Britannia had entered into a joint venture with Chipita SA, a Greek company for manufacture and sale of croissants.
Meanwhile, investments in the green-field project at Ranjangaon are expected across four to five phases. Work will begin this year.
The facility will include multiple biscuit-making lines, one cake making line and a croissant one to start with. At a later stage, it will include rusk lines, an integrated dairy back-end facility and even a flour-mill if it is feasible.
“We have applied to the Maharashtra government for additional and adjoining land of 48 acres, apart from the 96 acres we bought,” he said.

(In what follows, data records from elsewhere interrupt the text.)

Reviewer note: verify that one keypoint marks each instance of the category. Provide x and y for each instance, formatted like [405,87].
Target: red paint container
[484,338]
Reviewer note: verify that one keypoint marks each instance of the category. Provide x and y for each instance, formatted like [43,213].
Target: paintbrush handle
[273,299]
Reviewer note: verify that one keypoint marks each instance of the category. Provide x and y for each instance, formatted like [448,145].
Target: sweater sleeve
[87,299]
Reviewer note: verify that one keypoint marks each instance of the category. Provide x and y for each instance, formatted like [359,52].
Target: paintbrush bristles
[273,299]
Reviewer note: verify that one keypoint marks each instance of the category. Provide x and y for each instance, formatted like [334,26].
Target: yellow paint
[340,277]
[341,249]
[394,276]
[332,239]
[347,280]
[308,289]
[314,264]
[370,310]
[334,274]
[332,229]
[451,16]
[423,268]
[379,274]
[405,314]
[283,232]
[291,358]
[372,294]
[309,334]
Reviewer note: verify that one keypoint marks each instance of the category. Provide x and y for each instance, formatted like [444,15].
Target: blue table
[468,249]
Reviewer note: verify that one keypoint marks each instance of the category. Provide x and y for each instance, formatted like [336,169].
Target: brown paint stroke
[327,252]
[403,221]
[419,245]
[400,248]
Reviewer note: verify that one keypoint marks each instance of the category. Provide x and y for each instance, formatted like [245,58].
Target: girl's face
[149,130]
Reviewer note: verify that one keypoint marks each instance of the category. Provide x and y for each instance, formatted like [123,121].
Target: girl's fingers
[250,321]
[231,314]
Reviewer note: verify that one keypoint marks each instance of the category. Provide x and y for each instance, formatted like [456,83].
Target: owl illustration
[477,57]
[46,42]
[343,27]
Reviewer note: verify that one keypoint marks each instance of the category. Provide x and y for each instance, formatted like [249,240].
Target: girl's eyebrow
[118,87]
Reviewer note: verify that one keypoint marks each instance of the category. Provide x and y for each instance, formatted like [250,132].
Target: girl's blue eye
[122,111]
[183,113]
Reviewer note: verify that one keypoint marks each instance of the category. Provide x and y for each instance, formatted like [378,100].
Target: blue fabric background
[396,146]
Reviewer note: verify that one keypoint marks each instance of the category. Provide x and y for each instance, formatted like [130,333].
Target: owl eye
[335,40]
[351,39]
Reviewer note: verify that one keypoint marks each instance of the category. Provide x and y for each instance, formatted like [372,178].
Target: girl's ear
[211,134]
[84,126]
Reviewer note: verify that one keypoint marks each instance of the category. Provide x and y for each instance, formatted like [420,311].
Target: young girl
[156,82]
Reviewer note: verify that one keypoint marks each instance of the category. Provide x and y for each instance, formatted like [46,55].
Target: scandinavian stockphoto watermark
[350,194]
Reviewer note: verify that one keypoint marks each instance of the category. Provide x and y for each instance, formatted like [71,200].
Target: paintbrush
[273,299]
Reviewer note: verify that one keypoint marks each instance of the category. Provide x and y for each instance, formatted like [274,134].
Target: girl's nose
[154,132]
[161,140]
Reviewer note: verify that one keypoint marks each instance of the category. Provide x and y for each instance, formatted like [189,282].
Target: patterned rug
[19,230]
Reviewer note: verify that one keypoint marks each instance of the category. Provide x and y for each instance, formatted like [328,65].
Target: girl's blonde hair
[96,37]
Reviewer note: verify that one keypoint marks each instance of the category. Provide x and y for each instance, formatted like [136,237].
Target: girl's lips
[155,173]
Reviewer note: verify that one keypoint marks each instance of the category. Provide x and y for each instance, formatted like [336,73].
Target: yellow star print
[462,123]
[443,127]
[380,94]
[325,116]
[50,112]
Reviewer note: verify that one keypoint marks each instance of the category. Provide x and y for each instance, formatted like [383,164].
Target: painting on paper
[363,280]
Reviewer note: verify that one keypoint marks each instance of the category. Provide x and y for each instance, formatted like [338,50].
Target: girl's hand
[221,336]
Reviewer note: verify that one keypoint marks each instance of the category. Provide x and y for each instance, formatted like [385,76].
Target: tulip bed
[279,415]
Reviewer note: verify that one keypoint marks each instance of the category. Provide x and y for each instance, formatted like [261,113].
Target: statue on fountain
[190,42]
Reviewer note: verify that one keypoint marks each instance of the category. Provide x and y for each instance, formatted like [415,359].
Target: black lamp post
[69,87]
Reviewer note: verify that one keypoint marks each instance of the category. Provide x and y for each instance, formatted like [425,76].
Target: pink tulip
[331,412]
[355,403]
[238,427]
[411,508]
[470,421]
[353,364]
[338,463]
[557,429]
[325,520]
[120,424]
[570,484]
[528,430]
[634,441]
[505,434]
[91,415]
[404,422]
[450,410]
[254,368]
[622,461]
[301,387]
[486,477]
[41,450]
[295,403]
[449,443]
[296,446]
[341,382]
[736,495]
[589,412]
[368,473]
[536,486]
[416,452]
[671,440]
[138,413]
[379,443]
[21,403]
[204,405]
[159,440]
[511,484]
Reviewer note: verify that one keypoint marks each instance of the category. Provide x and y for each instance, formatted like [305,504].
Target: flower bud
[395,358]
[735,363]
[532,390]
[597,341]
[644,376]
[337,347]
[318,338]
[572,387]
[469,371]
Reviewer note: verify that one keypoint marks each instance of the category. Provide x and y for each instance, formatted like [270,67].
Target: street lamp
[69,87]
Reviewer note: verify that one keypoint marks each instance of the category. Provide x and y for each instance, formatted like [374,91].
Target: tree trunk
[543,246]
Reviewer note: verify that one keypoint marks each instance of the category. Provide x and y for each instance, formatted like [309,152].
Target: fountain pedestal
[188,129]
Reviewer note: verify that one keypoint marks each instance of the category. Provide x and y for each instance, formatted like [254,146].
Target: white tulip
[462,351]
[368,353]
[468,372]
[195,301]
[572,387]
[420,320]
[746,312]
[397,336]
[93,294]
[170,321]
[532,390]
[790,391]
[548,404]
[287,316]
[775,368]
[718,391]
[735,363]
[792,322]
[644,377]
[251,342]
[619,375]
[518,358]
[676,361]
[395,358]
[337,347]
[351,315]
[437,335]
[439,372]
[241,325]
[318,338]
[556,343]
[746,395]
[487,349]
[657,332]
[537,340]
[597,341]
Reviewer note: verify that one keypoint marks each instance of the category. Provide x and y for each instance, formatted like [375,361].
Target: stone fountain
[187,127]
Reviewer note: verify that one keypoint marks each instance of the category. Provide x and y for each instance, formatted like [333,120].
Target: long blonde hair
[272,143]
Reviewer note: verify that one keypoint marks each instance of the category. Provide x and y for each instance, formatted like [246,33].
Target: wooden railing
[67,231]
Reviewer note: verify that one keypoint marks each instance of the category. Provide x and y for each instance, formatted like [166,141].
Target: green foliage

Britannia’s present biscuit making capacity stands at 1.1 million tonnes, annually.
Market sources indicate that the plan to add new capacities is a part of the company’s strategy to focus on more in-house offerings as compared to third party/outsourced ones. Right now, the in-house to outsourced offerings ratio stand at 55:45.
According to Berry, around ₹400 crore will go as investments this fiscal which include the upcoming dairy plant, part of the Ranjangaon facility and two more facilities – one each at Guwahati (Assam) and Mundra (Gujarat). The Mundra facility will cater to exports.
New markets Britannia currently exports to 70-od countries with international business accounting for ₹700 crore.
According to a recent Edelweiss report, growth in Britannia’s international business continued to be under pressure due to deteriorating geopolitical situation and currency fluctuations.
The West Asian countries continue to be a key export market for the company.
“Growth in the international business should be 1.5 times the growth in India,” the MD said.
“The strategy of our company is to enter into one new market every year,” Berry said.
Post Nepal, the company will explore the possibility of entering the recently opened-up Myanmar market and the African nations.
“We cannot put up a facility everywhere. So having a hub-and-spoke model and setting up facilities in countries that have free trade pacts will help,” Berry said.